Het hof overweegt als volgt. Uit de stukken blijkt dat het toilet tijdelijk niet kon worden gebruikt voor het doel waarvoor het was bestemd. Verdachte heeft het toilet aldus “onbruikbaar” gemaakt in de zin van artikel 350 van het Wetboek van Strafvordering. Het hof verwerpt het verweer.

Bewezenverklaring

Het hof acht wettig en overtuigend bewezen dat de verdachte het onder 2 en 4 tenlastegelegde heeft begaan, met dien verstande dat:
2.
hij op 7 augustus 2018 te Den Helder [slachtoffer 1] (arrestantenwacht) heeft bedreigd met enig misdrijf tegen het leven gericht, door die [slachtoffer 1] dreigend de woorden toe te voegen: "Ik onthoud gezichten en wanneer ik je tegenkom in de stad ga je eraan" en: "I kill you";
4.
hij op 7 augustus 2018 te Den Helder opzettelijk en wederrechtelijk een toilet (van cel 2), dat aan Politie Den Helder toebehoorde, heeft onbruikbaar gemaakt.
Hetgeen onder 2 en 4 meer of anders is tenlastegelegd, is niet bewezen. De verdachte moet hiervan worden vrijgesproken.
Het bewezenverklaarde is gegrond op de feiten en omstandigheden die in de bewijsmiddelen zijn vervat, zoals deze na het eventueel instellen van beroep in cassatie zullen worden opgenomen in de op te maken aanvulling op dit arrest.

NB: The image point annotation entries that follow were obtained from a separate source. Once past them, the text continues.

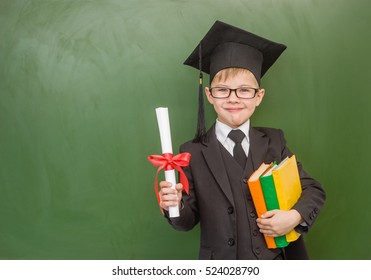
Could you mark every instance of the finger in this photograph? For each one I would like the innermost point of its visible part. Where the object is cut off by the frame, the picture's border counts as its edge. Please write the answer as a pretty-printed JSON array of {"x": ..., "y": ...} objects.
[
  {"x": 166, "y": 191},
  {"x": 179, "y": 187},
  {"x": 165, "y": 184}
]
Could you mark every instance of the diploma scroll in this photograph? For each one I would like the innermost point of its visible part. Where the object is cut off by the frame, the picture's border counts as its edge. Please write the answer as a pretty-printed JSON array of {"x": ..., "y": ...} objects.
[{"x": 162, "y": 115}]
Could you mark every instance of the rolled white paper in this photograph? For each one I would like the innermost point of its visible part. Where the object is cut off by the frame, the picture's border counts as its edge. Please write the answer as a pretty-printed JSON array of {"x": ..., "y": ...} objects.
[{"x": 165, "y": 136}]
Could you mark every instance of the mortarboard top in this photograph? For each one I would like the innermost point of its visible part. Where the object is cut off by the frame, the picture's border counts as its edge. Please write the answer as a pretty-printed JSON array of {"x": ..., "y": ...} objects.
[{"x": 226, "y": 46}]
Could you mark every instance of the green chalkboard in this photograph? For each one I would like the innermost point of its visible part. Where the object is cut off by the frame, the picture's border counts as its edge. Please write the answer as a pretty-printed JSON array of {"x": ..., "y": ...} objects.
[{"x": 79, "y": 84}]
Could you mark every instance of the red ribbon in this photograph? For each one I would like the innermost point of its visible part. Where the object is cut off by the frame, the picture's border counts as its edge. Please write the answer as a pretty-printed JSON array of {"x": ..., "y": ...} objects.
[{"x": 168, "y": 162}]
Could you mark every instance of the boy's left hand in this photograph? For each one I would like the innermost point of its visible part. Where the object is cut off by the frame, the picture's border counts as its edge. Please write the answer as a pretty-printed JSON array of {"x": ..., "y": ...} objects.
[{"x": 278, "y": 222}]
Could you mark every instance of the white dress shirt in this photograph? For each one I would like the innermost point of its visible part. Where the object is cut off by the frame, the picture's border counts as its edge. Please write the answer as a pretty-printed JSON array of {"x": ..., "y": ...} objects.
[{"x": 222, "y": 130}]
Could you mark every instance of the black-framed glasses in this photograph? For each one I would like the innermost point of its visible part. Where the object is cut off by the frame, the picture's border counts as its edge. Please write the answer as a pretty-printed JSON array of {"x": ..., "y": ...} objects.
[{"x": 242, "y": 92}]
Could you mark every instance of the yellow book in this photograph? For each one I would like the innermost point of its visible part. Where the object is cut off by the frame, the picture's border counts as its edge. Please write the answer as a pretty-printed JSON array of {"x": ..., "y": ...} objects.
[
  {"x": 258, "y": 197},
  {"x": 288, "y": 188}
]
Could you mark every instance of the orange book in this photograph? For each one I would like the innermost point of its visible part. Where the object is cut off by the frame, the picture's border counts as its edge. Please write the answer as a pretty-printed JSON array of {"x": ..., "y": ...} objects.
[{"x": 258, "y": 197}]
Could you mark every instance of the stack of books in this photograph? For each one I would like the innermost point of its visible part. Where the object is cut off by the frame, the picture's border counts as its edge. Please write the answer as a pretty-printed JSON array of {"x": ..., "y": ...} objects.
[{"x": 275, "y": 186}]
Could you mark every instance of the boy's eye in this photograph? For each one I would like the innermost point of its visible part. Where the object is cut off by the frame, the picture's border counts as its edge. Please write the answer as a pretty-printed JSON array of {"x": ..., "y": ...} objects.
[
  {"x": 245, "y": 90},
  {"x": 222, "y": 90}
]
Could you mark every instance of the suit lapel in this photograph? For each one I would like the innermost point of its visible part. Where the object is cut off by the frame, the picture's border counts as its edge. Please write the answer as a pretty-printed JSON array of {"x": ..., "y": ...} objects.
[
  {"x": 215, "y": 162},
  {"x": 258, "y": 147}
]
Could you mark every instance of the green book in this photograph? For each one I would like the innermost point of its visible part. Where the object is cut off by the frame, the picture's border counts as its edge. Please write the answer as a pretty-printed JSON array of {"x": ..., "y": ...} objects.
[{"x": 270, "y": 197}]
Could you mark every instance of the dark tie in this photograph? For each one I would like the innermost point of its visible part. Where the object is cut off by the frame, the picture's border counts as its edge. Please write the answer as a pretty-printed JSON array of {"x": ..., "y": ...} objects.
[{"x": 238, "y": 153}]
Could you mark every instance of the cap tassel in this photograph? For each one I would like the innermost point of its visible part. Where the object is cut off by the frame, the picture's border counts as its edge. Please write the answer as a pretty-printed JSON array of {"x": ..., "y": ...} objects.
[{"x": 201, "y": 127}]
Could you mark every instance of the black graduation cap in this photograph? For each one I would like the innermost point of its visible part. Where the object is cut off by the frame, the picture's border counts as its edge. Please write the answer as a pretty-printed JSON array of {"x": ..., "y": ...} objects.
[{"x": 226, "y": 46}]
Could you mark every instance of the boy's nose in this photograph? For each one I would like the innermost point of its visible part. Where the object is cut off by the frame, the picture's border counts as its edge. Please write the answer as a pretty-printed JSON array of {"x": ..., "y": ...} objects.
[{"x": 233, "y": 96}]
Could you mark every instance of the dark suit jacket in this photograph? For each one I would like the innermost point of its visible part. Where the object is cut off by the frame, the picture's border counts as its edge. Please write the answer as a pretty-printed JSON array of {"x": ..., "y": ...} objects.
[{"x": 210, "y": 192}]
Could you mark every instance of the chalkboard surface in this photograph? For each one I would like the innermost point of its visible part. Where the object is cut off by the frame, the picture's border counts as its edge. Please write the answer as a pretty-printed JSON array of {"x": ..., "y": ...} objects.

Strafbaarheid van het bewezenverklaarde

Geen omstandigheid is aannemelijk geworden die de strafbaarheid van het onder 2 en 4 bewezenverklaarde uitsluit, zodat dit strafbaar is.
Het onder 2 bewezenverklaarde levert op:
bedreiging met enig misdrijf tegen het leven gericht.
Het onder 4 bewezenverklaarde levert op:
opzettelijk en wederrechtelijk enig goed dat geheel of ten dele aan een ander toebehoort, onbruikbaar maken.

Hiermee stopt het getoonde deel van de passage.